Plus the structure's up the wall. Ideally it needed a hook to keep the audience orientated to the calendar - there's a good piece in this month's Sight and Sound about how actual calendars can be used for this purpose - but for much of the film the audience is unaware of where they are in those five years. We keep being told - oh this will be for another year, or another two years, but for those years to make sense, to have weight, we need to be aware of their passage and not just through weird beards and the addition of ill-advised bangs to Emily Brunt's fringe. Pieces to camera and voiceovers are old hat which isn't to say neither would have worked. But the really annoying thing is that it ends really well. Despite these problems the last ten minutes are stonkingly good, mostly because Stoller throws out everything else he was doing and essentially does a Muppet set-piece with humans.

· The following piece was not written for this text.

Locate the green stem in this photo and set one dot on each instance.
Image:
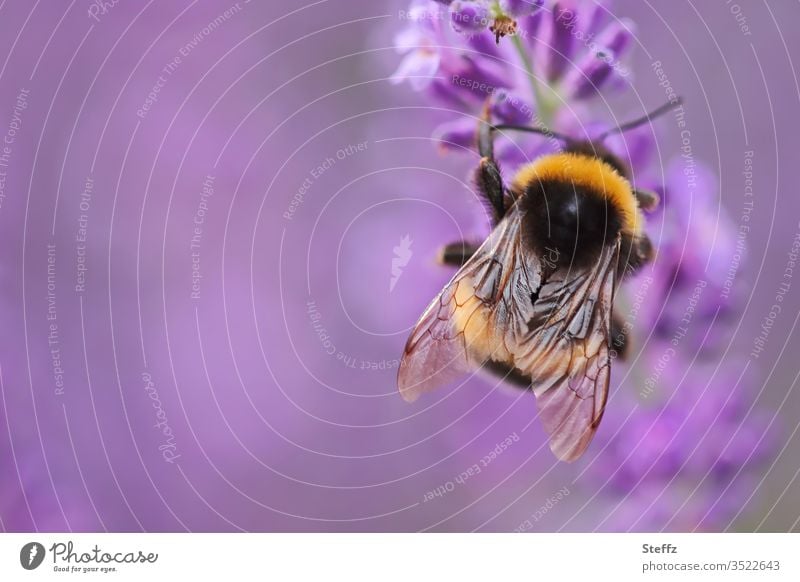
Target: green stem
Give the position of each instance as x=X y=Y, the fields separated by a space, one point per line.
x=545 y=107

Which brings us to last night and Center Stage which I watched by mistake because I thought I'd added a Chinese film with the same title to my Lovefilm list and was sent instead this Nicholas Hytner-directed ballet film starring Zoe Saldana, Peter Gallagher and a bunch of near complete unknowns who can all dance and also act a little. The Time Out review covers most of the bases. It's a FAME retread but focusing on the single discipline of ballet, with Saldana in the Leroy slot but featuring some amazingly terrible rock music, which includes, for pity's sake, playing the Thunderbugs's Friends Forever under scene in which the students go out into the world together. The gender politics is up the wall too, with the female ballet dancers constantly seeking the approval of their male counterparts, some of whom take some amazing liberties without much in the way of a comeuppance.

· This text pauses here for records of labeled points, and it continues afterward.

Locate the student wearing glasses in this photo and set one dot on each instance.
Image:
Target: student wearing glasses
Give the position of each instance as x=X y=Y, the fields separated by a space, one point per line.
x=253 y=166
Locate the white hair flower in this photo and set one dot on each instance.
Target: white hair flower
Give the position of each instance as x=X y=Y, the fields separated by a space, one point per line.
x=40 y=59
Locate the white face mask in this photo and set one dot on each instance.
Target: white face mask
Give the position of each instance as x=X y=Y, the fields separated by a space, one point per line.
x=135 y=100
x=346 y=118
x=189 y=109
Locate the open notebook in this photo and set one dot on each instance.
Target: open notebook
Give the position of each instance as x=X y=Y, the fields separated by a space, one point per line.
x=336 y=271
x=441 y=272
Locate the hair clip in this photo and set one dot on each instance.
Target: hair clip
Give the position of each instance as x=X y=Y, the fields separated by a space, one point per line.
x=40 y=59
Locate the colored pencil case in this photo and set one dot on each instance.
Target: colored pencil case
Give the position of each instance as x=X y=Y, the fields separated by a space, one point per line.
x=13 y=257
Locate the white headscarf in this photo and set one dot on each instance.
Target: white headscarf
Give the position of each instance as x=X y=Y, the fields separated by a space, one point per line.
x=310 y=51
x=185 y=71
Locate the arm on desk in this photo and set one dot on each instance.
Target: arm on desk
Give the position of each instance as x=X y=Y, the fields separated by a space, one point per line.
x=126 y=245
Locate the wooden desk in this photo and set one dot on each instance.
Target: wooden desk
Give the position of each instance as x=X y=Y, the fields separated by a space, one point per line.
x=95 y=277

Yet there's no denying once all that gives way to the dancing, as is often the case with dance films, the results are jaw dropping. Against the prevailing tide, Hytner often allows the ballet to play out in masters across the 1:2.35 letterbox which has to be the ideal aspect ratio for ballet, and must have looked spectacular in cinemas within an auditorium setting. Plus, having watched the BBC's ballet season recently, I can see that Hytner et al have researched the incidentals of being a ballet performer, of the treatment the dancers must wrought on their shoes through, banging, scraping and soaking in order to make them wearable. About the only omission I noticed was the apparent lack of anyone producing notations of the choreography, though the rehearsals scenes are generally kept to a minimum anyway so as not to spoil the surprises in the final performances, which are definitely worth sitting through the previous ninety-minutes for.